In females, ovarian cancers present as lumps or swelling in the abdomen, and uterine cancers as postmenopausal bleeding. Cervix cancers more common in menstruating women present as spotting intermenstrual bleeding and post-coital bleeding.

Evaluation of these patients includes specific blood tests called tumour markers, e.g., PSA in the prostate, CA125 in ovaries, etc., urine tests, and scans including PET SCAN, MRI, OR combined PET MRI. Patients usually require a biopsy, but certain conditions like cancers of the testis, early cancers of ovaries, or kidney cancers need not require a biopsy; in other words, a biopsy will help spread the tumour.

Treatment options are usually multimodal, which includes surgery, chemotherapy, and radiation. The treatment is generally planned by a panel of experts, each leading in the field of radiation oncology, Uro oncology, medical oncology, Surgical oncology, and Gynecology, the team understands the needs of the patient, general health condition and standardized treatment and gives informed options to the patient and family member to take the best treatment option among various.

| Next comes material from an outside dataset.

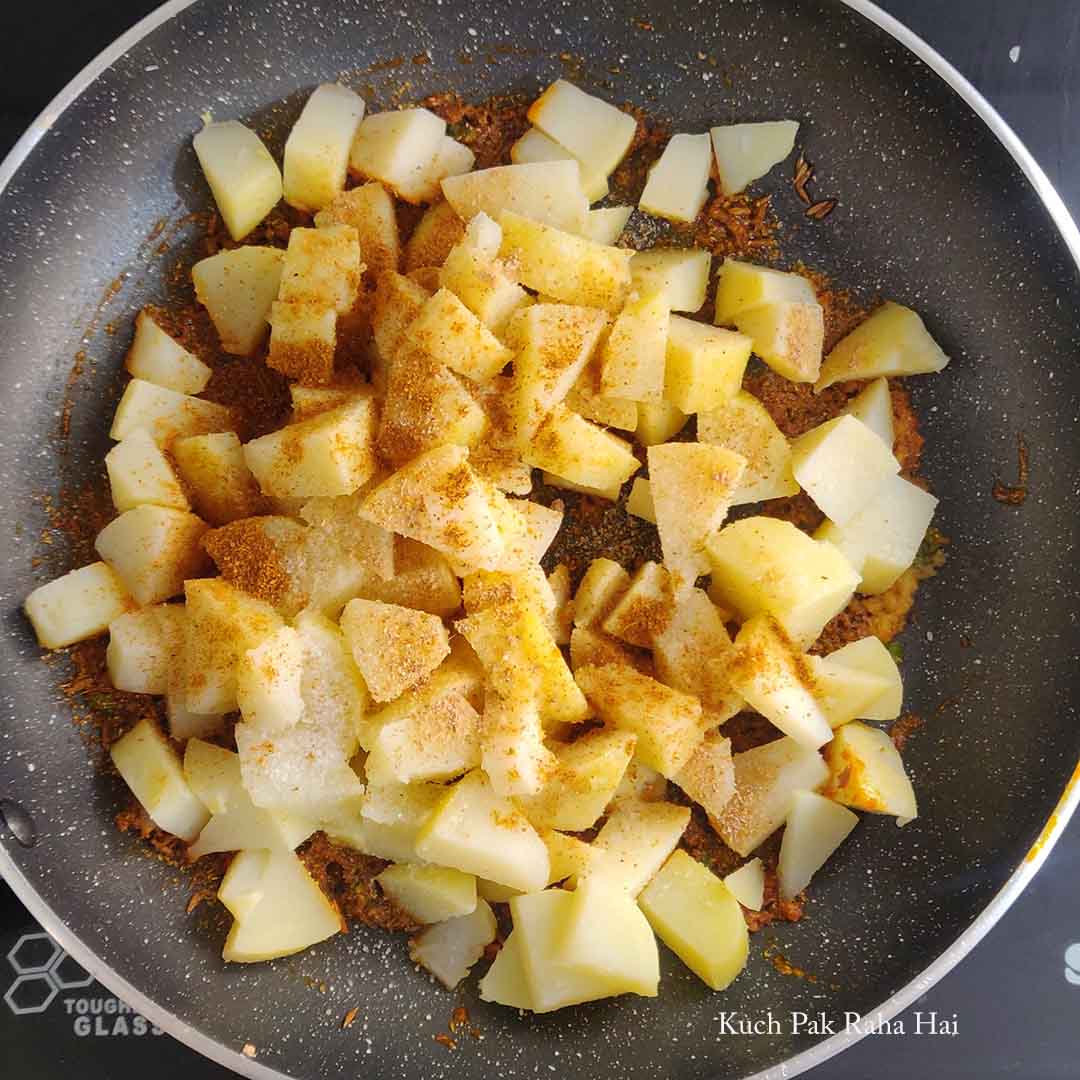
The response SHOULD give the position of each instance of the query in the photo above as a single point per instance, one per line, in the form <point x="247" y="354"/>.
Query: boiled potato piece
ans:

Various latest technologies are also applied by our renowned experts, like the latest PET MR in scanning methods, Setinel node Biopsy in Gynecological cancers, Latest HIPEC (hyperthermic intraperitoneal chemotherapy - given during surgery ), Adaptive intelligence AI-based radiotherapy to minimize the radiation effects, CYBERKNIFE radiotherapy to precisely target and kill cancer cells without the need for surgery, our institute is a part of various ongoing studies, where latest medicines and immunotherapy are utilized for the benefit of the patient.